Is Henrik Lundqvist back?

If the 43 saves he had against the Anaheim Ducks on Tuesday night are any indication, Lundqvist is as close to back as he's been all season. He will look to continue this roll against the visiting Nashville Predators at Madison Square Garden on Thursday night.

Lundqvist hasn't had a save percentage worse than .920 since the 2008-09 season and has a career mark of .920. But this season, the 34-year-old has dipped to .910, a number that is close to his high-water mark for the season.

The lack of support has been an issue, but Lundqvist has shown signs that he's adjusting to the shoddy defense he has in front of him on most nights.

"The game is changing a little bit, the way we are giving up scoring chances now compared to maybe a few years ago," Lundqvist said. "I think I need to adjust my game a little bit; a little bit more on my toes, a little bit more aggressive, and I think it is helping my game. It's a big thing too when you see the shot the whole way, how you can react to it.

"That was something we have been talking about for the last few days, try to box out more and try to block the shot and give me the shot. It makes a big difference when you can read the shot from the get go."

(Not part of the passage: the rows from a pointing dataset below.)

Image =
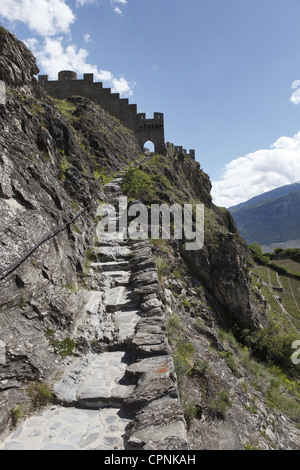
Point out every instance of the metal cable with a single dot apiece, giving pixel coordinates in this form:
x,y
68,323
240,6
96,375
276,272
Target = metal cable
x,y
5,272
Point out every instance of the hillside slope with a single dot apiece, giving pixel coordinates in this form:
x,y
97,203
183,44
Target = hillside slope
x,y
58,157
271,217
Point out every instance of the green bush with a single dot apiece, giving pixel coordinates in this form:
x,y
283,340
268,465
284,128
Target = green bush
x,y
138,185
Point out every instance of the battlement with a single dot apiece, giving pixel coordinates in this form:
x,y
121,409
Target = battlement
x,y
145,129
179,150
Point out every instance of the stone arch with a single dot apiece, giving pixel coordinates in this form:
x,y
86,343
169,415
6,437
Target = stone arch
x,y
149,145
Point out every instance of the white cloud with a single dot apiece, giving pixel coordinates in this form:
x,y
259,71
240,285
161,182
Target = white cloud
x,y
80,3
258,172
44,17
87,38
52,57
116,4
295,98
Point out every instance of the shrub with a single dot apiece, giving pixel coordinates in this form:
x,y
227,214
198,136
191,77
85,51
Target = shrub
x,y
138,185
219,405
40,394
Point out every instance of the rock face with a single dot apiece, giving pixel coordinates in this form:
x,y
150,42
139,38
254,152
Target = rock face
x,y
17,65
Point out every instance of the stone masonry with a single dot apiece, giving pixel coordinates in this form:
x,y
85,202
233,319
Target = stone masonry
x,y
144,129
125,396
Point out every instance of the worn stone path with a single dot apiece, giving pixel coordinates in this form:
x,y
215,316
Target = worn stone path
x,y
131,384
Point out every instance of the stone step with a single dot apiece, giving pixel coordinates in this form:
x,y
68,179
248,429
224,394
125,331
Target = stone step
x,y
111,265
102,387
117,298
126,321
59,428
94,382
121,278
111,253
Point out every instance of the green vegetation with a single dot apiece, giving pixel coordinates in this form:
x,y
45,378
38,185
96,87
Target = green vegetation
x,y
66,109
40,394
257,352
162,267
138,185
64,165
17,413
64,347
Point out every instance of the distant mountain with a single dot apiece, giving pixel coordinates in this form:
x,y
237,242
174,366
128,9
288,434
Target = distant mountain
x,y
271,217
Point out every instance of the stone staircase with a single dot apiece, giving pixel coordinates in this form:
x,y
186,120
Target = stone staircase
x,y
124,397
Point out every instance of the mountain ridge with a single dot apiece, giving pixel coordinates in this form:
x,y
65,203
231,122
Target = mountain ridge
x,y
172,315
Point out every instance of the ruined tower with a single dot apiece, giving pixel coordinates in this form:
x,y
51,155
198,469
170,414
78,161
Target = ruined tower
x,y
144,129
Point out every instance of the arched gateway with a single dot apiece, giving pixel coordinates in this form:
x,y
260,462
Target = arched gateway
x,y
144,129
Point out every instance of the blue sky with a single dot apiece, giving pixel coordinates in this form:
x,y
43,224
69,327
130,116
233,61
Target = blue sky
x,y
226,74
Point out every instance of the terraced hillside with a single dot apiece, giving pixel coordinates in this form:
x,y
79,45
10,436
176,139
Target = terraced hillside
x,y
282,293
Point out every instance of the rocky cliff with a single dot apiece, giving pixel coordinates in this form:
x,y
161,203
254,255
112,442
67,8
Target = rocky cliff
x,y
158,313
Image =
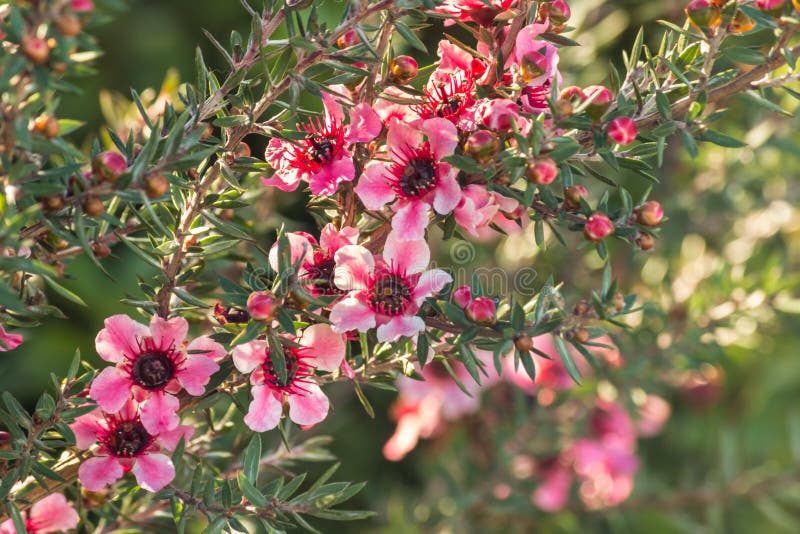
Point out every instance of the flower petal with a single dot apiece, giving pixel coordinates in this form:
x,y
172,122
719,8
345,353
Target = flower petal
x,y
111,389
98,472
159,412
402,325
119,338
53,514
310,407
351,314
410,221
153,471
195,373
249,356
430,282
410,257
265,410
327,346
354,264
168,332
373,186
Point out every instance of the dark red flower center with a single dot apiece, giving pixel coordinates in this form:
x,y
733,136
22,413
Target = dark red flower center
x,y
152,370
390,294
128,439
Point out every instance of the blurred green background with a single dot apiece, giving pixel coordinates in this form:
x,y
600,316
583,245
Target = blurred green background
x,y
724,277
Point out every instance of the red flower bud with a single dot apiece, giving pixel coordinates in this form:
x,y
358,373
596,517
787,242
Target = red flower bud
x,y
704,14
601,98
598,227
462,295
482,310
261,305
649,214
35,49
107,166
542,171
573,195
622,130
403,69
483,146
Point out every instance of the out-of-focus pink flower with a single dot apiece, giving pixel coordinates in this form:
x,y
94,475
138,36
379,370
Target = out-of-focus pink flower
x,y
9,341
316,268
385,291
320,348
323,158
152,364
482,12
125,446
653,415
417,177
51,514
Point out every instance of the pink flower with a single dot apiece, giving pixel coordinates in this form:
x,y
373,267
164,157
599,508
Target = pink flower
x,y
480,208
319,348
152,363
622,130
317,259
481,11
323,158
125,444
9,341
386,291
51,514
416,176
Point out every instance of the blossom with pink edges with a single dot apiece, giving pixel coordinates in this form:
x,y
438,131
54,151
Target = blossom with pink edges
x,y
152,364
125,445
385,291
317,263
482,12
51,514
319,347
9,341
323,157
416,176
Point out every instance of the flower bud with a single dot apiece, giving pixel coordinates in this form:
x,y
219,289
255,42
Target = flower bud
x,y
155,185
93,206
601,98
35,49
649,214
645,241
622,130
771,7
598,227
541,171
403,69
350,38
572,197
462,295
704,14
483,146
107,166
68,24
261,305
482,310
523,343
47,126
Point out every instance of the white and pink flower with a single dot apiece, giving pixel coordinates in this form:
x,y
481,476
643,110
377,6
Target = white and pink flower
x,y
323,158
316,269
319,347
125,445
51,514
385,291
152,365
417,177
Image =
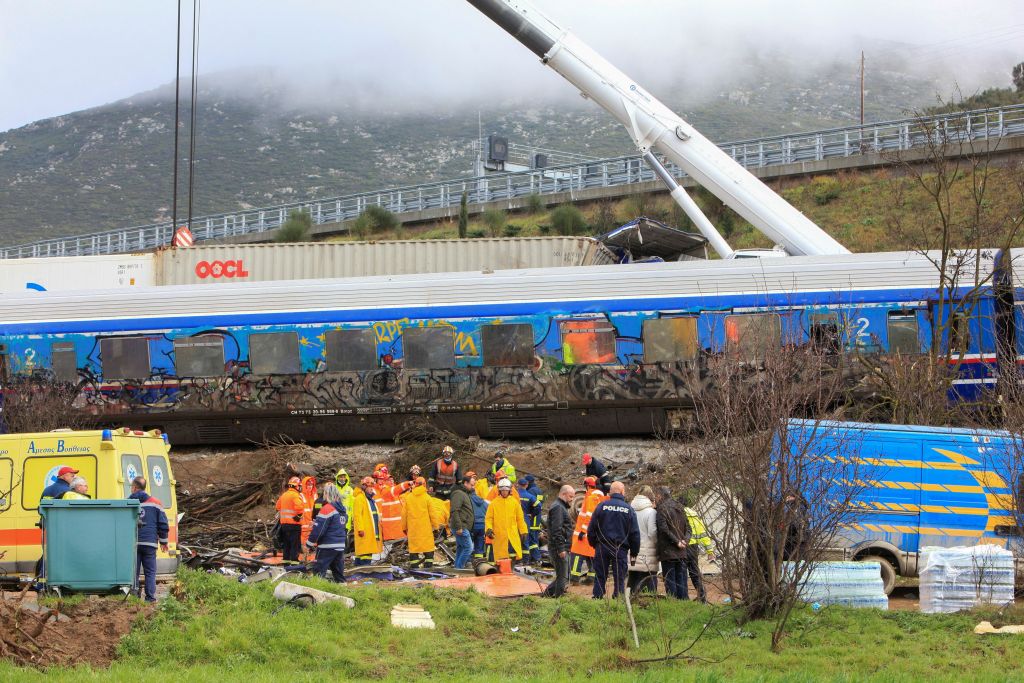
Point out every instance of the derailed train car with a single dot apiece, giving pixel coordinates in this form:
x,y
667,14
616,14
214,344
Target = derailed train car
x,y
583,350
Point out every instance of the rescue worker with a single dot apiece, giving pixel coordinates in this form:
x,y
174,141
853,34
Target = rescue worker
x,y
502,464
643,569
595,468
79,491
443,474
673,540
583,552
328,536
699,542
559,540
290,507
418,525
462,521
479,514
537,525
61,485
505,524
366,523
153,529
389,503
614,534
530,510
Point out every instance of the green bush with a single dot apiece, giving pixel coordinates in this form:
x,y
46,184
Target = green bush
x,y
567,219
824,189
375,219
296,228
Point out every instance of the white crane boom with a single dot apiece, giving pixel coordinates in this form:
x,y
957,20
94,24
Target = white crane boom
x,y
654,127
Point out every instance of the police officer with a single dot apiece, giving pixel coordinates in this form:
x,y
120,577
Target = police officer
x,y
614,534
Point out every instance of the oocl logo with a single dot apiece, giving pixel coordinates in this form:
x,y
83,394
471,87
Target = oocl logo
x,y
218,269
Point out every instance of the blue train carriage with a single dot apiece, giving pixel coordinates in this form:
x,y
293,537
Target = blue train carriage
x,y
583,350
919,486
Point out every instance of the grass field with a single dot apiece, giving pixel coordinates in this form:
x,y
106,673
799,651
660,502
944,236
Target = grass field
x,y
218,630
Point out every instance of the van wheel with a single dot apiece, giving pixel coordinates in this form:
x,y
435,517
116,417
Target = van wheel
x,y
888,571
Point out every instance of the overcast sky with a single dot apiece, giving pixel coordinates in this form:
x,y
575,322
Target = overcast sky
x,y
58,56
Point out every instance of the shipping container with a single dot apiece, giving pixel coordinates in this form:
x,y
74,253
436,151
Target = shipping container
x,y
233,263
76,272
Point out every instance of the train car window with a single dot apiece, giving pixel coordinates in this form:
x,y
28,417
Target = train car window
x,y
428,348
125,357
507,345
903,334
64,363
960,333
588,342
670,339
351,350
274,353
750,336
199,356
824,334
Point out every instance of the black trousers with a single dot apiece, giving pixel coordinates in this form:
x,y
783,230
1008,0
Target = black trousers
x,y
291,542
693,568
558,587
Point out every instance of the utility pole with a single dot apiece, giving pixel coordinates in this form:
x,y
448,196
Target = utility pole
x,y
861,87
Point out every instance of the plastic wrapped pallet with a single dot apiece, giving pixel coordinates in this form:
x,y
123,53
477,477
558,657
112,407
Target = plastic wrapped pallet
x,y
849,584
954,579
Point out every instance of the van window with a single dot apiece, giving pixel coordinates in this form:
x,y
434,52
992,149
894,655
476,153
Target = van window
x,y
351,349
131,467
428,347
903,333
40,471
199,356
670,339
752,335
6,482
590,342
125,357
507,345
159,479
64,363
274,353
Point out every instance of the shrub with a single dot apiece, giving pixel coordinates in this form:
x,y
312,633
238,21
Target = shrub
x,y
296,228
567,219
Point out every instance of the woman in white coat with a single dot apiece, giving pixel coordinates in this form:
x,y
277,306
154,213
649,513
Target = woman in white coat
x,y
643,571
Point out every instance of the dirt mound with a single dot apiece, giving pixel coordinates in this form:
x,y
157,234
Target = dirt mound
x,y
85,633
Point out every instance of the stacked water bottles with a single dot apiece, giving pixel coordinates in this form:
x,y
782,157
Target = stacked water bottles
x,y
954,579
849,584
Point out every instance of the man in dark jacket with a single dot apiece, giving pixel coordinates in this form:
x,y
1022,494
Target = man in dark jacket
x,y
614,534
559,541
594,467
673,541
461,521
153,529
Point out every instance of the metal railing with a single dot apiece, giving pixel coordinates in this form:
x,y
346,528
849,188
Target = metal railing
x,y
889,136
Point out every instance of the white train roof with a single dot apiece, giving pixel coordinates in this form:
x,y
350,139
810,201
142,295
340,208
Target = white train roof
x,y
840,273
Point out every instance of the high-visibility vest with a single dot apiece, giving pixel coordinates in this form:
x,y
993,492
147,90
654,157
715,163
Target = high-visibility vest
x,y
590,503
698,532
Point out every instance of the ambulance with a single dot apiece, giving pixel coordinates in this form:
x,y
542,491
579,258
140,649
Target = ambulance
x,y
108,459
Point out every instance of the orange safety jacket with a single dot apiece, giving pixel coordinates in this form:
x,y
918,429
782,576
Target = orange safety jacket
x,y
290,506
590,503
389,505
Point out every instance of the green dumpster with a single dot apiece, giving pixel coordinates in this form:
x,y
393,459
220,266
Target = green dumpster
x,y
89,546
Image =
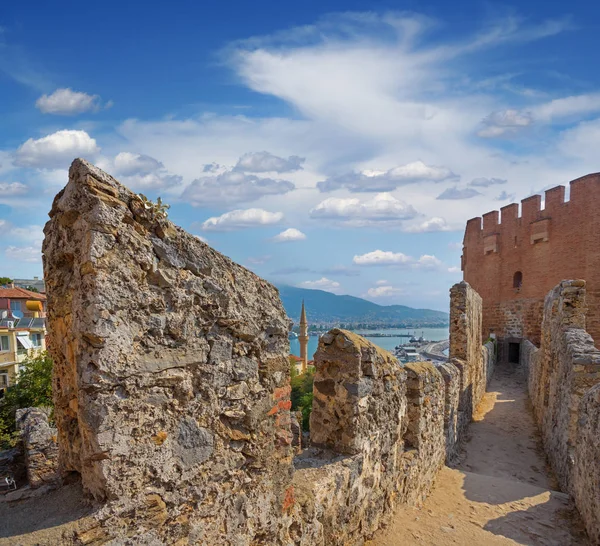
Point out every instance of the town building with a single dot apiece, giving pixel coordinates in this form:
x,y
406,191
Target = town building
x,y
22,330
514,260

Translation: If you're going to give up a ton of shots, at least get out of the way so the goalie can see it and do your best to clear rebounds away from the guys you've been leaving open all season.

Another benefit New York enjoyed against the Ducks was the return of Kevin Hayes from a five-game absence and four healthy lines at full strength. Every Rangers forward except Pavel Buchnevich, who had an assist in 9:56 of ice time, played at least 10 minutes against the Ducks.

When the Rangers were rolling early in the season, it was because they were getting offense from everywhere. If they can get back to scoring four goals per game a little more often, that will take some pressure off Lundqvist.

"There's no doubt that balance and being able to roll four lines is important," Rangers coach Alain Vigneault said. "There are a couple of areas (against Anaheim) that I would definitely want to clean up. That being said, Hank makes some timely saves and we're able to get some timely goals and capitalize on some of their mistakes. We'll take the two points and get ready for the next game."

The Predators have alternated wins and losses over their past seven games and come to New York after a 4-2 home win against the Vancouver Canucks. It marked the 10th time in their past 13 games they've earned at least a point, a big reason why Nashville has surged into third place in the Central.

"I think you can see how hard we're working out on the ice," defenseman Roman Josi said. "That's who we are. When we're doing that, we can find the wins."

It also helped that the Predators found some offense -- the four goals against the Canucks matched their total in their previous three games combined. But what's been more important for Nashville after a slow start is the team's overall willingness to play a more defensive style that has led to tougher backchecking that wasn't there earlier.

"At the start of the season, we were just trying to find the identity of the team and 20 games in, we hadn't found that," said Predators forward Filip Forsberg. "Now it's getting better and we're just trying to improve on that."